What Is The Importance of Provider Credentialing?
Let’s begin by addressing the fundamental question: Why is healthcare provider credentialing so crucial? By knowing about the significance of healthcare provider credentialing, also called payer credentialing or medical credentialing, we can establish a shared understanding before moving on to the steps involved.
In healthcare, proper credentialing for providers is essential for multiple reasons. It serves as the foundation for processing insurance claims effectively across various facilities. Even in cases where patients are uninsured or opt for out-of-pocket payments, credentialing plays a pivotal role in ensuring widespread access to comprehensive care.
Different healthcare provider specialties entail specific physician credentialing processes. While this process remains integral for physicians, dentists and mid-level providers, it is equally vital for the following healthcare providers and organizations:
- Physical & Occupational Therapists
- Mental & Behavioral Health Providers
- Medical Groups & Practices
- Community Health Centers
- Labs & DME Suppliers
- Hospitals and Health Systems
What Are The Key Steps For Provider Credentialing?

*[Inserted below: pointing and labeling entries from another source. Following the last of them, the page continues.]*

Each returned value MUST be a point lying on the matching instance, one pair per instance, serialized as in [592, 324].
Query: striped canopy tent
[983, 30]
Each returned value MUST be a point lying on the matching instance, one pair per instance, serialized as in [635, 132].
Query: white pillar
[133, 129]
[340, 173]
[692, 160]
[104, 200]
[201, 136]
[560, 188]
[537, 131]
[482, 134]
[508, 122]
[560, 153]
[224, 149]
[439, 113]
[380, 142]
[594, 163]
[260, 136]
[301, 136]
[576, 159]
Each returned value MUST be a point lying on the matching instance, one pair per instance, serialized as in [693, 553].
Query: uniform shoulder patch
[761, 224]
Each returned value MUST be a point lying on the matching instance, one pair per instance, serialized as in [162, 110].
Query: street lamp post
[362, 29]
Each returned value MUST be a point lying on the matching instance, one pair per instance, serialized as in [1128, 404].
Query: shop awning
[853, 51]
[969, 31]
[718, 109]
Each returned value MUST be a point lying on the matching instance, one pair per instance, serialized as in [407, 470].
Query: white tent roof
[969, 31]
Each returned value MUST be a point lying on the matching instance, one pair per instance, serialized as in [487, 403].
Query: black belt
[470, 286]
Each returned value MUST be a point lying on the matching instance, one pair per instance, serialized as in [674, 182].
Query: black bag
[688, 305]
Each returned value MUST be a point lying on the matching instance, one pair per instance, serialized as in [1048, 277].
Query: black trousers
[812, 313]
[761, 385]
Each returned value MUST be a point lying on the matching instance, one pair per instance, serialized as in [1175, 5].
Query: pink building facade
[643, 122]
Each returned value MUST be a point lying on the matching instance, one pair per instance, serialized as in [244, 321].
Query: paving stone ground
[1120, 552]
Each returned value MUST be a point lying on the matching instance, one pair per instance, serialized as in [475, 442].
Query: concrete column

When onboarding new physicians, nurse practitioners, or other healthcare providers to your facility, you must guide them through the medical credentialing process. This process ensures the validation of their qualifications and expertise and inclusion as an authorized medical provider or a network participant with the insurance companies your facility commonly collaborates with. Even if insurance panels have previously accepted a healthcare provider, they must undergo reapplication/reassignment whenever they commence employment with a new organization.
The scope encompasses acceptance of government payers, i.e., Medicare and Medicaid. Achieving this requires adherence to credentialing guidelines stipulated by the Centers for Medicare & Medicaid Services (CMS) and The Joint Commission on Accreditation of Healthcare Organizations.
Beyond these federal directives, each state imposes its unique healthcare credentialing guidelines. Thorough comprehension and diligent adherence to these guidelines can substantially reduce the potential liability concerning malpractice claims within your practice.
Medical credentialing is both challenging and time-intensive, often consuming a substantial portion of your resources. To expedite the acquisition of proper credentials for your healthcare providers, it’s imperative to meticulously follow the steps listed below:
Gather Necessary Documents
As you start with the provider credentialing process, it’s important to note that each insurance company has its required documents and forms. It’s crucial to submit comprehensive applications to all the insurance companies you intend to collaborate with. Even the absence of a single piece of information can lead to significant delays in the approval process, spanning weeks or even months.
To guarantee the completeness of your applications, follow these steps:
✓ Compile a list of all the insurance companies you intend to engage with.
✓ Enumerate the specific documents and information required by each company.
These typically encompass, but are not restricted to:
- Full Name
- Social Security Number
- Demographic Details
- Educational and Training
- State License
- Malpractice Insurance
- Board Certification
- Professional History
- Adverse Action Information
- Information About Your Practice or Facility Location
Organize Payer Priorities
Given that you’ll be submitting multiple applications, it could be beneficial to organize the documents that you present strategically.
If a considerable segment of your medical billing is facilitated via a specific payer, it’s advisable to commence with their credentialing application. Maintain familiarity with the distinct regulations of each insurer. Some payers offer an expedited process for providers already endorsed in another state. This might result in faster approval timelines.
Certain insurance providers also furnish condensed applications for those who have already received credentials within the state. Formulate a prioritized checklist and initiate the compilation of necessary documents and applications in alignment with these priorities.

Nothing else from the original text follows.